InfiniBand plays a key role in Nvidia’s solutions for AI data centers. The company’s Quantum InfiniBand in-network computing platform is designed for high-performance computing (HPC), AI, and hyperscale cloud infrastructures. But Nvidia also has its NVLink, a wire-based serial multi-lane near-range communications link. It uses a proprietary high-speed signaling interconnect (NVHS), and unlike PCI Express, a device can consist of multiple NVLinks, and devices use mesh networking to communicate instead of a central hub.

Shainer said NVLink comes into play to share memory access and along with InfiniBand allows for a full platform to be scaled out.

The purpose of the platform itself matters, he added. “What kind of what kind of workload do you want to run?
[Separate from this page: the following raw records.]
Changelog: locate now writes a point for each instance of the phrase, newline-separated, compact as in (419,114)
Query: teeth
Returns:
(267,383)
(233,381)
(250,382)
What kind of things do you want to solve?” Once you determine what the data center is meant to do, you can fit the appropriate networking inside it, Shainer said, including InfiniBand and NVLink, to attain the necessary data throughput, which is the more difficult part, while also driving a lot of bandwidth quickly, he said. “The reason that you need to do it quickly is because you are dealing with distributed computing.”

What matters is what the network is capable of when under a full load at scale, Shainer said, with the slowest link determining the entire performance of the system. Data centers built for traditional cloud computing were not designed to deliver the performance required for AI workloads, which can require thousands of GPUs to work at extremely low latency. “That's a very complicated process that you need to synchronize,” he said.

Steve Carlini, VP of innovation and data centers at Schneider Electric, said AI workloads have turned IT and physical infrastructure on its head, and not just from a networking perspective. In an interview with Fierce Electronics, he said there has been a mad scramble in recent years to build out AI-capable infrastructure across companies of varied sizes. “It's not deploying standard socket X86 servers anymore.”

AI data centers have CPUs, GPU, accelerators and DPUs that need an architecture to move the data in and out, Carlini said. “Every GPU accelerator has a network port, and they are all operating in sync.”

Another significant difference that separates AI data centers from traditional ones is that they are running workloads all the time, Carlini said, and that changes design parameters. “It's an incredible amount of heat.”

Pulling together 10,000 GPUs and putting them in racks of servers does face physical limits, not the very least of which is heat, Carlini said. Aside from the various cooling options, the solution is to space everything apart. “The barrier to that is with the networking.” Running 400 gig InfiniBand is not cheap, even though optical transceiver costs have dropped dramatically and can cover longer distances, he said. “The big hesitancy is actually the cost of the networking because each GPU has its own has connection into the network.”

Slower connectivity has its place

Not every connection needs to be a fast optical one like InfiniBand. Carlini said there are innovations based on copper, like Broadcom’s Jericho 3, which is designed for AI clusters and can run as fast as 800 gigs. “That seems to be kind of the solution that a lot of people are waiting for.”

Carlini said fast, scalable connectivity with the reliability and lower cost of copper is the Holy Grail, but any data center is going to have a hierarchy of solutions that includes optical, copper, and wireless.

Data that is going to be ingested could be shipped to the data center by copper, while WiFi could sufficiently serve management functions, Carlini said. Real-time mission critical AI would need optical connectivity, especially as models begin to ingest more video and images and not just text, he said.

Lightcounting’s Koslov said the next frontier for optical connectivity is pluggable – it will be co-packaged with GPUs and ASICs. “You don't have to worry about plugging in a transceiver. There will be optics coming out of electronic chips.”

He said the fundamental advantage of optical isn’t going away. “We don't see any alternatives.”

However, copper continues to find ways to improve despite its limitations, Koslov said. “Optics and copper will coexist.”